Pull request overview
This PR refactors the training runtime lifecycle by moving patch orchestration from individual components (BaseTrainer, BackendAdapter) to the centralized PrimusRuntime. The core change is that trainers become simpler objects focused on training logic, while runtime owns the complete lifecycle and patch phase management.
Changes:
- Moved patch application (setup, build_args, before_train, after_train) from BaseTrainer/BackendAdapter to PrimusRuntime
- Simplified BaseTrainer to a minimal ABC focused on setup/init/train/cleanup lifecycle hooks
- Updated BackendAdapter to own backend path setup logic (removed from BackendRegistry)

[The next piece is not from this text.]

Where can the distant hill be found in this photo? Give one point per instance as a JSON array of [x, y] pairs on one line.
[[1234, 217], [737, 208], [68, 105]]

- Changed backend version detection to use AST parsing instead of imports to avoid executing init.py
- Updated trainers to receive only backend_args (removed primus_config and module_config parameters)
Reviewed changes
Copilot reviewed 33 out of 33 changed files in this pull request and generated 5 comments.
Show a summary per file
| File | Description |
|---|---|
| tests/unit_tests/core/trainer/test_base_trainer.py | Removed patch-related test cases; updated to test simplified trainer.run() -> train() delegation |
| tests/unit_tests/core/runtime/test_train_runtime.py | Added tests for runtime patch orchestration; updated to reflect new initialization flow |
| tests/unit_tests/core/patches/test_patch_runner.py | Updated test expectations for patch priority-based sorting |
| tests/unit_tests/core/backend/test_backend_registry.py | Removed path-name and setup_backend_path tests; added version detection guards for trainer class registry |
| tests/unit_tests/core/backend/test_backend_adapter.py | Removed create_trainer orchestration tests; added adapter.setup_backend_path tests |
| tests/unit_tests/backends/megatron/test_runtime_hooks_patches.py | New test for runtime hook patch idempotency |
| tests/unit_tests/backends/megatron/test_megatron_registration.py | Removed path-name registration tests; added skip for missing trainer-class registry |
| tests/unit_tests/backends/megatron/test_megatron_pretrain_trainer.py | Updated test names from run_train to train |
| tests/unit_tests/backends/megatron/test_megatron_adapter.py | Updated version detection tests to validate AST parsing without import |
| primus/modules/trainer/megatron/trainer.py | Fixed import path for primus_model_provider |
| primus/modules/trainer/megatron/model_provider.py | Removed commented-out code |
| primus/core/utils/yaml_utils.py | Changed merge_namespace to skip duplicates instead of raising error |
| primus/core/trainer/trainer_component.py | Removed entire file (functionality merged into BaseTrainer) |
| primus/core/trainer/base_trainer.py | Simplified to minimal ABC with setup/init/train/cleanup; removed run() template method and patch orchestration |
| primus/core/runtime/train_runtime.py | Added patch orchestration methods; trainer initialization now includes patch phases |
| primus/core/patches/patch_runner.py | Added priority-based sorting of patches |
| primus/core/patches/context.py | Updated comment to reflect runtime ownership of patch phases |
| primus/core/backend/backend_registry.py | Removed path-name mapping and setup_backend_path; commented out trainer class registry |
| primus/core/backend/backend_adapter.py | Added setup_backend_path method; removed create_trainer and patch orchestration |
| primus/backends/torchtitan/*.py | Updated trainer signatures and adapter to match new pattern |
| primus/backends/megatron_bridge/*.py | Updated trainer signatures and adapter to match new pattern |
| primus/backends/megatron/patches/runtime_hooks_patches.py | New patch file for Megatron runtime hooks |
| primus/backends/megatron/*.py | Updated trainer signatures and adapter to use AST-based version detection |
| docs/README.md | Added link to ADDING-MODEL-AND-BACKEND.md |
Comments suppressed due to low confidence (1)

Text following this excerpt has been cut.